AWS Glue Scala GlueContext APIs - AWS Glue

AWS Glue Scala GlueContext APIs

Package: com.amazonaws.services.glue

class GlueContext extends SQLContext(sc) ( @transient val sc : SparkContext, val defaultSourcePartitioner : PartitioningStrategy )

GlueContext is the entry point for reading and writing a DynamicFrame from and to Amazon Simple Storage Service (Amazon S3), the AWS Glue Data Catalog, JDBC, and so on. This class provides utility functions to create DataSource trait and DataSink objects that can in turn be used to read and write DynamicFrames.

You can also use GlueContext to set a target number of partitions (default 20) in the DynamicFrame if the number of partitions created from the source is less than a minimum threshold for partitions (default 10).

def addIngestionColumns

def addIngestionColumns( df : DataFrame, timeGranularity : String = "") : dataFrame

Appends ingestion time columns like ingest_year, ingest_month, ingest_day, ingest_hour, ingest_minute to the input DataFrame. This function is automatically generated in the script generated by the AWS Glue when you specify a Data Catalog table with Amazon S3 as the target. This function automatically updates the partition with ingestion time columns on the output table. This allows the output data to be automatically partitioned on ingestion time without requiring explicit ingestion time columns in the input data.

  • dataFrame – The dataFrame to append the ingestion time columns to.

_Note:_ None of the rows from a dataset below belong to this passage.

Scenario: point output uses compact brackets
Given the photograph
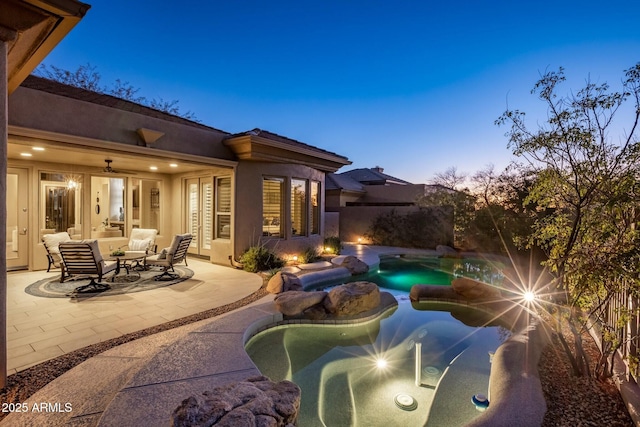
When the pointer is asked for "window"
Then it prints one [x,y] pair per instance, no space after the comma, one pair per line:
[315,207]
[109,209]
[272,206]
[223,208]
[298,207]
[61,203]
[146,200]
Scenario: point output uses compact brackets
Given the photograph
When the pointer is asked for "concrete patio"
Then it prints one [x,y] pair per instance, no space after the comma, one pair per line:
[40,329]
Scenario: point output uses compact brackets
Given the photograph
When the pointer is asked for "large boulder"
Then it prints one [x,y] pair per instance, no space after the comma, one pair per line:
[352,298]
[283,282]
[293,303]
[354,265]
[257,401]
[445,251]
[475,290]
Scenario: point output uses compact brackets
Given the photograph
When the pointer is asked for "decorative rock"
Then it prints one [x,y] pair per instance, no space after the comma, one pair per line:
[283,282]
[257,401]
[293,303]
[352,298]
[317,312]
[447,252]
[474,289]
[354,265]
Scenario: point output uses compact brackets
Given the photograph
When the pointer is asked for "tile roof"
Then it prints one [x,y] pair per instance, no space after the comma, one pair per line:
[335,181]
[68,91]
[373,176]
[279,138]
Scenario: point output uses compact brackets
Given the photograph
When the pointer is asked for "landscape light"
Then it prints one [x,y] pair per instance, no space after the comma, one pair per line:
[529,296]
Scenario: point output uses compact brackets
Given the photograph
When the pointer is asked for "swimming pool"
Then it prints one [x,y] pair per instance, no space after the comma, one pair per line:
[416,364]
[402,272]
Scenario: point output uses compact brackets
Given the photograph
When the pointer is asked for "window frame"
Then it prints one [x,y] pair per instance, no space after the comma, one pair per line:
[222,213]
[281,209]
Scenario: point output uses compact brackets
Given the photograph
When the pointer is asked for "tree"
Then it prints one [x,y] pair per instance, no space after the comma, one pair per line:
[86,77]
[447,190]
[587,183]
[502,219]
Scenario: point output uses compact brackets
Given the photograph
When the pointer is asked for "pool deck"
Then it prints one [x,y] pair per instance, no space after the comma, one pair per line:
[141,382]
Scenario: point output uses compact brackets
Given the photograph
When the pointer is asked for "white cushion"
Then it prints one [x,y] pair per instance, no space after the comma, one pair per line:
[139,245]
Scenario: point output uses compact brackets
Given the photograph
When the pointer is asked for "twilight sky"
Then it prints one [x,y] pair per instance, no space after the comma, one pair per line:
[413,86]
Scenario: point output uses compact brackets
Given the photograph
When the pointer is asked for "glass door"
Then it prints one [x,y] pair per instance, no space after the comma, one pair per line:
[17,252]
[200,215]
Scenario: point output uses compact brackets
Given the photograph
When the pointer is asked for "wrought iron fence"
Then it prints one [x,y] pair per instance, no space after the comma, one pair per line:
[623,316]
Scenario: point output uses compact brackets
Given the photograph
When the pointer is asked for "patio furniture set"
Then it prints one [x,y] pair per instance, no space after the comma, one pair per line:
[82,258]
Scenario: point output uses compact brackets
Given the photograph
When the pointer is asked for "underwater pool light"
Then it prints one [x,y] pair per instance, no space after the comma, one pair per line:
[381,363]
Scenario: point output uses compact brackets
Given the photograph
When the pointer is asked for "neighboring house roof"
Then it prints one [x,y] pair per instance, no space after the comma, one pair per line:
[61,89]
[373,176]
[341,182]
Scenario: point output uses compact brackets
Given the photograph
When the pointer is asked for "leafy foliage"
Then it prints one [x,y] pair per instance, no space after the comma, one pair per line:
[309,255]
[424,228]
[587,184]
[86,77]
[447,190]
[259,258]
[334,244]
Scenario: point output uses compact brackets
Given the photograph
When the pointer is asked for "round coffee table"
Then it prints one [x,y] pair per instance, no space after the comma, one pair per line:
[122,262]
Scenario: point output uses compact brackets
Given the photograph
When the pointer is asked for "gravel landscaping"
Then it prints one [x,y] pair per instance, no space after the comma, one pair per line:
[570,401]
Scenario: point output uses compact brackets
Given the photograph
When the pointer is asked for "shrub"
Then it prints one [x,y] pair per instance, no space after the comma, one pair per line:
[309,255]
[259,258]
[334,244]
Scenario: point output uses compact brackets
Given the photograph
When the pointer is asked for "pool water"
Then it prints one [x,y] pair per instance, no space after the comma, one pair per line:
[418,364]
[401,273]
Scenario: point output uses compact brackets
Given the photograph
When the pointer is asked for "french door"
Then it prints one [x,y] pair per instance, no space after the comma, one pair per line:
[17,196]
[200,215]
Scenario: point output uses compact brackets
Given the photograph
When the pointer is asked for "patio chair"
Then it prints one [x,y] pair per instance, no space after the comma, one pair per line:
[82,259]
[168,257]
[141,241]
[50,243]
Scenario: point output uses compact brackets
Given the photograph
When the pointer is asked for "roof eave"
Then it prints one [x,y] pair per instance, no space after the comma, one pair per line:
[256,148]
[36,26]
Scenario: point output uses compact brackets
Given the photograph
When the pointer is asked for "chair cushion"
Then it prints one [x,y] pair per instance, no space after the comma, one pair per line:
[139,245]
[52,241]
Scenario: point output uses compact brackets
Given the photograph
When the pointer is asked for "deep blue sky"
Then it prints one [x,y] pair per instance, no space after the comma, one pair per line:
[412,86]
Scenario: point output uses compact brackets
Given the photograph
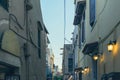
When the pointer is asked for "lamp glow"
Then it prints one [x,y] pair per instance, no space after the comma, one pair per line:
[111,45]
[95,57]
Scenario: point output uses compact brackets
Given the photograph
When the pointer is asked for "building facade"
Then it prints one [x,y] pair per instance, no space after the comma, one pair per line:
[23,39]
[67,61]
[98,24]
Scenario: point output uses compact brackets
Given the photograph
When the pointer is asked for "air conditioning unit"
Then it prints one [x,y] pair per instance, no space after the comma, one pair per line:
[81,0]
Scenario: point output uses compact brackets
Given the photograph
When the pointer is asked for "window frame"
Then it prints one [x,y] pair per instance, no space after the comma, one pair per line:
[5,4]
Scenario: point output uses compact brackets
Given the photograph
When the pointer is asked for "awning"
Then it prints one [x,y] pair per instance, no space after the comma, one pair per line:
[112,75]
[91,49]
[78,12]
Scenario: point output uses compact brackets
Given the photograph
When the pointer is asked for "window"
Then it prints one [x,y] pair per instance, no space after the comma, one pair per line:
[70,64]
[4,4]
[39,44]
[92,12]
[39,38]
[82,31]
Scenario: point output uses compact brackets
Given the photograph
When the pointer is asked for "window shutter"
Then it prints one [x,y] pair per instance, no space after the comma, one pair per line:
[92,12]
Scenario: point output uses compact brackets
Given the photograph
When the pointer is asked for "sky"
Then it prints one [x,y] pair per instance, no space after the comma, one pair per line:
[53,17]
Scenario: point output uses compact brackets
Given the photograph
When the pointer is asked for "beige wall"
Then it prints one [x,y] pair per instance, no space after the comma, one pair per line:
[30,67]
[106,28]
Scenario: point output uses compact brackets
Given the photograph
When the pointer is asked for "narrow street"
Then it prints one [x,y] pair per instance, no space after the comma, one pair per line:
[59,40]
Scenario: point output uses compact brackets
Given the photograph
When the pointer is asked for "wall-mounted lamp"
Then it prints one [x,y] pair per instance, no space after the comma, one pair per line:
[86,69]
[111,45]
[95,57]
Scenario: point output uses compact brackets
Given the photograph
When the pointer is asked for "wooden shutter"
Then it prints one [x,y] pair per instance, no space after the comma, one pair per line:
[92,12]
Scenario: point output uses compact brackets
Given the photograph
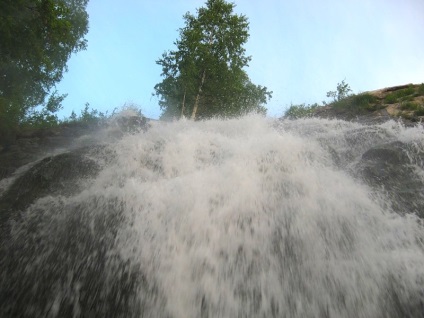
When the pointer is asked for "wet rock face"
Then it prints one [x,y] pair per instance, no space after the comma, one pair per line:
[392,168]
[57,257]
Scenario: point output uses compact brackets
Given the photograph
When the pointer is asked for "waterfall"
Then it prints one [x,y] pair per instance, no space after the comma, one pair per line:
[250,217]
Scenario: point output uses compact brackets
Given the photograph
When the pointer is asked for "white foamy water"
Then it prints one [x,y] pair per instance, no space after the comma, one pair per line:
[259,218]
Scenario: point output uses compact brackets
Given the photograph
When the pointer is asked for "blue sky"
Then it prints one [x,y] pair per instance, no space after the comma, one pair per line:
[300,49]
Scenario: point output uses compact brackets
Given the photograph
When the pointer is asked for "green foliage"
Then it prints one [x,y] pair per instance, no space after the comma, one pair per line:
[342,92]
[390,99]
[300,110]
[37,39]
[400,95]
[359,102]
[204,76]
[420,89]
[87,116]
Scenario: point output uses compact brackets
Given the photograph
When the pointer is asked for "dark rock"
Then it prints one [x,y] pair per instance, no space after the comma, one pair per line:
[392,167]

  • timeGranularity – The granularity of the time columns. Valid values are "day", "hour" and "minute". For example, if "hour" is passed in to the function, the original dataFrame will have "ingest_year", "ingest_month", "ingest_day", and "ingest_hour" time columns appended.

Returns the data frame after appending the time granularity columns.

Example:

glueContext.addIngestionColumns(dataFrame, "hour")

forEachBatch

forEachBatch(frame, batch_function, options)

Applies the batch_function passed in to every micro batch that is read from the Streaming source.

  • frame – The DataFrame containing the current micro batch.

  • batch_function – A function that will be applied for every micro batch.

  • options – A collection of key-value pairs that holds information about how to process micro batches. The following options are required:

    • windowSize – The amount of time to spend processing each batch.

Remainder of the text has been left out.